The paranormal fascinates me. In the past decade or so there’s been an explosion of paranormal offerings in mainstream media, as well as in reports of paranormal phenomena. I believe this is a function of the breakdown of consensus reality — it’s become glaringly obvious that the stories we’ve lived by, the ones that carry the stamp of official approval, are quite simply false; collectively, we’re now grasping for something to replace the official stories.
I don’t necessarily believe in something like alien visitation, for example, but the sheer number of reported personal experiences indicates something profound is going on, and it is a mistake to dismiss these reports out-of-hand. Whether that something is actual alien visitation (which I personally doubt), or something breaking through our collective unconscious to fill the void left by the realization that our collective reality is a lie (which makes more sense to me), I can’t say — but the phenomena are worth investigating either way.
I’ve also replaced my longtime preferred divination tool, astrology, with a new tool: tarot cards. Astrology was becoming too tedious and while I will always appreciate its mathematical basis, tarot cards provide a direct link to the unconscious. A tarot deck is a collection of archetypal images, essentially a nonlinear book written in the language of dreams. A tarot reading works in the same way dream interpretation works: the symbols invite the reader and the querent to project meaning onto them, and in this way can bring to conscious awareness things that have been heretofore inaccessible.
The deck I’m using now is the Alchemical Tarot Renewed, which just came out this year along with the companion book (which I’ve found to be essential for understanding the alchemical symbolism of the cards). I love it! I swear these cards are somehow alive in their own right, and they certainly possess a very different personality from my previous deck, which I used for nearly fifteen years.
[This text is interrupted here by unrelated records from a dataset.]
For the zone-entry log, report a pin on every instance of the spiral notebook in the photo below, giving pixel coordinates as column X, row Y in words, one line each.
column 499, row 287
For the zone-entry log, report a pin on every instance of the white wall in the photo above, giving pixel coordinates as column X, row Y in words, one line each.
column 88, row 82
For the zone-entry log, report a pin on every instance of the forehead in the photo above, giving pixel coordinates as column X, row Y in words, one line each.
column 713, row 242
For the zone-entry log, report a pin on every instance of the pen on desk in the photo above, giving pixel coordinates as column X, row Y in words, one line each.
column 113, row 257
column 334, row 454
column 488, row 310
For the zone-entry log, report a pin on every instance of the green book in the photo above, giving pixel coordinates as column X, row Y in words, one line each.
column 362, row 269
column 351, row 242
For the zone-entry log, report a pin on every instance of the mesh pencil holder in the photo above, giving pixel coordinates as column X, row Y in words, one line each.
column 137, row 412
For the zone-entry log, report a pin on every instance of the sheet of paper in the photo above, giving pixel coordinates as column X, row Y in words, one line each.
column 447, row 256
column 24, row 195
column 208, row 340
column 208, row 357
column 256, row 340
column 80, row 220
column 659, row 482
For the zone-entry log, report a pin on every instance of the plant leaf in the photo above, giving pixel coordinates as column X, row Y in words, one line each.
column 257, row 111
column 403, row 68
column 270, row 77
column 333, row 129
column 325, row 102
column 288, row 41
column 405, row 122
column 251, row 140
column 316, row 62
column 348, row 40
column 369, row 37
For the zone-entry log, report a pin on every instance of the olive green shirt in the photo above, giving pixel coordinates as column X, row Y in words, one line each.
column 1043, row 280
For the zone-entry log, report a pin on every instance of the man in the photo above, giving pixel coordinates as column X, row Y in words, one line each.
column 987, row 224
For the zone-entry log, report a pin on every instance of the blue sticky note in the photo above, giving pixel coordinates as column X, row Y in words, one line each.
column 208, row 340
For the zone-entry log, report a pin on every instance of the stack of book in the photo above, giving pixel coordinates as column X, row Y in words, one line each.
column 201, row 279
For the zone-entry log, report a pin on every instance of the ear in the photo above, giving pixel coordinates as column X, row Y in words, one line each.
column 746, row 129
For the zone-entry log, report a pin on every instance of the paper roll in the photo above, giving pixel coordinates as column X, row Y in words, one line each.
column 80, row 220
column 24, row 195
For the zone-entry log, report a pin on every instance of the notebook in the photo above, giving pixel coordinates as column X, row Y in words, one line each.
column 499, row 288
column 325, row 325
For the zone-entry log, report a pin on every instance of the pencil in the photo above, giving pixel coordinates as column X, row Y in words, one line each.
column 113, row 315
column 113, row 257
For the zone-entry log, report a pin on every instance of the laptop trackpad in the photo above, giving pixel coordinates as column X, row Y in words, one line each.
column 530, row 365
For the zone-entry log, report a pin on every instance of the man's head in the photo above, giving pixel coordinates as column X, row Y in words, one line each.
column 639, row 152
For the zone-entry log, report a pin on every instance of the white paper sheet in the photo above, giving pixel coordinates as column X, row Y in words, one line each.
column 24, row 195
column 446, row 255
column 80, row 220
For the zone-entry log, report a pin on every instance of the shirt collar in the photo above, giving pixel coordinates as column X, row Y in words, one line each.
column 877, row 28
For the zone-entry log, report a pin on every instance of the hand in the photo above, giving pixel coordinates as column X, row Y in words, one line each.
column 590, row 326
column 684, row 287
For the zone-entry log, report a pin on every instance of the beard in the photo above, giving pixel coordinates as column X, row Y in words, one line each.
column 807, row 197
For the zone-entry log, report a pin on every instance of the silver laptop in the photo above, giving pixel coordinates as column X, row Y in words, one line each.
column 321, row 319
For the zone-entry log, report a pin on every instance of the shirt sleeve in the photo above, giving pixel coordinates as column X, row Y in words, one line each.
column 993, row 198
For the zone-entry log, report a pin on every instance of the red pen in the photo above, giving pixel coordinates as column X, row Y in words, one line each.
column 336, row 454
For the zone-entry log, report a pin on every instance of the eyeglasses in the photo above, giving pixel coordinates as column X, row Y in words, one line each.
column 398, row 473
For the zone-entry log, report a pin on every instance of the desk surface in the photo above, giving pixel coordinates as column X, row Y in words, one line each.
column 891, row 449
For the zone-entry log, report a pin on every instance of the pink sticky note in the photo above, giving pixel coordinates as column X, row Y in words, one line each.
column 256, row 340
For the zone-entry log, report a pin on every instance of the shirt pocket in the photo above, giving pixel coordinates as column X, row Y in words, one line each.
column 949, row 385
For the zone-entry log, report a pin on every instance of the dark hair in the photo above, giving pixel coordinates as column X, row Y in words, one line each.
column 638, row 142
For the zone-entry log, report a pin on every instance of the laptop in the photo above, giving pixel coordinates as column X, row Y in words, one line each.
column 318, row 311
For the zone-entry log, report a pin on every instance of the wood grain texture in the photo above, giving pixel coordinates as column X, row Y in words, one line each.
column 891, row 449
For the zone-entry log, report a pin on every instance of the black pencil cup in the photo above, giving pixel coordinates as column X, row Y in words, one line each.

Right off the bat, the Alchemical Tarot tied itself in with my interest in ancient Western mythologies. It’s always bothered me that not a single shred of the concept of Elohim/Wakan Tanka/Tao survived into the pagan mythologies of Western civilization. I mean, if one pays attention for even a brief moment, Elohim/Wakan Tanka/Tao seems just so patently obvious… where the fuck did it go? The whole concept of a thing that vast, just gone… really?
Well no, not really. Turns out, the all-encompassing spirit that (so far as I can tell) is universally present in all indigenous variants of animism, does have at least one place in Western mythology. Its name here is anima mundi, which translates as “universal soul” or something to that effect, and fusion with the anima mundi is the ultimate goal of the alchemical Magnum Opus. Which immediately raises a question for me: does the alchemical opus parallel the long line of death-and-resurrection mythologies apparent in Western civilizations? I think it does, and assuming I’m not the first to notice this, that would make two otherwise unrelated strains of Western mythology that clearly demonstrate the fall-apocalypse-redemption inverted bubble.
Something else about the opus that catches my attention is that it does seem to describe the process of civilization, at least so far as I have given it some thought. The opus begins with the prima materia, which is subjected to heat and other processes that break it down into its constituent impurities. This reminds me of complexity — every time some stressor comes along, civilization responds with more complexity, almost like the stressor bakes this particular complexification out of the cultural prima materia. But who knows? It’s something I need to give considerable more thought.
In other news, I’ve been considering offering tarot readings to my blog readers just as an experiment. I have a post started about that, I’ll try to finish it in the next day or so.